![]() |
| Peserta pelatihan mempraktikkan penggunaan APAR saat simulasi pemadaman api di Komplek Dewa Kembar TNI AL Koarmada VI, Makassar, Senin (27/4/2026). (Dok. Pertamina Patra Niaga Regional Sulawesi) |
MAKASSAR, indinews.id - Pertamina Patra Niaga Regional Sulawesi melalui Integrated Terminal (IT) Makassar menggelar pelatihan penggunaan Alat Pemadam Api Ringan (APAR) bagi masyarakat di sekitar wilayah operasional.
Kegiatan ini menyasar warga Ring 1 di Kelurahan Tamalabba dan Pattingalloang, Kecamatan Ujung Tanah, sebagai bagian dari upaya peningkatan kesadaran dan kesiapsiagaan terhadap potensi kebakaran.
Pelatihan yang berlangsung di Komplek Dewa Kembar TNI AL Koarmada VI tersebut diikuti oleh 37 peserta dari berbagai kelompok binaan program tanggung jawab sosial perusahaan (CSR), seperti Kampung Safety, Bank Sampah, hingga pelaku usaha lokal.
Materi pelatihan disampaikan oleh tim Health, Safety, Security & Environment (HSSE) IT Makassar bersama Dinas Pemadam Kebakaran Kota Makassar.
Peserta mendapatkan pemahaman terkait dasar-dasar kebakaran, penyebab terjadinya api, serta langkah penanganan awal. Selain teori, peserta juga terlibat langsung dalam praktik pemadaman api menggunakan metode sederhana dan APAR.
Shift Supervisor I HSSE IT Makassar, Fajry Adi Rahman, menegaskan pentingnya keterampilan dasar penggunaan APAR dalam kehidupan sehari-hari.
Ia menyebutkan bahwa alat tersebut sebenarnya mudah ditemukan, namun belum dimanfaatkan secara optimal karena minimnya pemahaman masyarakat.
“APAR merupakan alat yang sering tersedia di berbagai fasilitas, tetapi penggunaannya belum maksimal karena kurangnya pengetahuan. Melalui pelatihan ini, kami ingin masyarakat lebih siap dan sigap saat menghadapi kondisi darurat,” ujarnya, Senin (27/4/2026).

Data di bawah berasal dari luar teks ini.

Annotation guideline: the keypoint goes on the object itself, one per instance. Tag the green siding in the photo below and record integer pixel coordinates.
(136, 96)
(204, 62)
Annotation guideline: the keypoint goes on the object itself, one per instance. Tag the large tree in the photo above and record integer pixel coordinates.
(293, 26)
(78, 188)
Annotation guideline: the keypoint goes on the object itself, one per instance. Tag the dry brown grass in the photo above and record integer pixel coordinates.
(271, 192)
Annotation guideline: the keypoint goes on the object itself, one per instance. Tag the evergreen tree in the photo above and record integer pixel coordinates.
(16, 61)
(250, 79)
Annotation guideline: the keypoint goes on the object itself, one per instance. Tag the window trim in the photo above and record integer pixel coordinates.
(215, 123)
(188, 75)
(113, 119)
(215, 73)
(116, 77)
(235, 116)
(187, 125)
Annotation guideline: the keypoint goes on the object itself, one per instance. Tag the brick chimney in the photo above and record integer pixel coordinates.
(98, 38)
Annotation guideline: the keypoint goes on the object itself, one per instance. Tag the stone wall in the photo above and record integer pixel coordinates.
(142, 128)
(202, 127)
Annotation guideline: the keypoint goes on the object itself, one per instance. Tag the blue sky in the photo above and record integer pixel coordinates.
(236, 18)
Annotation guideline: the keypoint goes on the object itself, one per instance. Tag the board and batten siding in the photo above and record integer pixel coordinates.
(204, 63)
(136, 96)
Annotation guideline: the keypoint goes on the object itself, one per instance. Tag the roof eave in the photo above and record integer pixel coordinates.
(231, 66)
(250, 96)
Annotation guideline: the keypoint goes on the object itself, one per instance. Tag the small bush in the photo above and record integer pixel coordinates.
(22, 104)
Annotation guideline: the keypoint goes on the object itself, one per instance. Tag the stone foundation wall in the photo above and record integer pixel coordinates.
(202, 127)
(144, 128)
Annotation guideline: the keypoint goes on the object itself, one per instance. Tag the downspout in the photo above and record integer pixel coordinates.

Respons positif juga datang dari masyarakat setempat. Ketua RW 1 Tamalabba, Syamsinar, menilai pelatihan ini memberikan manfaat nyata dalam meningkatkan kewaspadaan warga terhadap potensi kebakaran di lingkungan permukiman.
Program ini turut mendukung pencapaian Tujuan Pembangunan Berkelanjutan (SDGs), khususnya poin 11 tentang kota dan permukiman yang aman dan berkelanjutan.
Selain itu, kegiatan ini juga sejalan dengan prinsip Environmental, Social, and Governance (ESG) yang menekankan pemberdayaan masyarakat serta pengelolaan lingkungan secara berkelanjutan.
Area Manager Communication, Relation, & CSR Pertamina Patra Niaga Regional Sulawesi, Lilik Hardiyanto, menegaskan bahwa edukasi keselamatan menjadi bagian penting dalam membangun ketahanan masyarakat di sekitar wilayah operasi perusahaan.
“Pertamina mendorong masyarakat untuk memiliki kesiapan menghadapi potensi risiko di lingkungan sekitarnya. Pelatihan seperti ini memperkuat pengetahuan praktis sekaligus membangun budaya keselamatan yang lebih luas di tengah masyarakat,” kata Lilik.
Ke depan, Pertamina Patra Niaga Regional Sulawesi berkomitmen untuk terus menghadirkan program pemberdayaan yang relevan, khususnya di bidang keselamatan, lingkungan, dan keberlanjutan.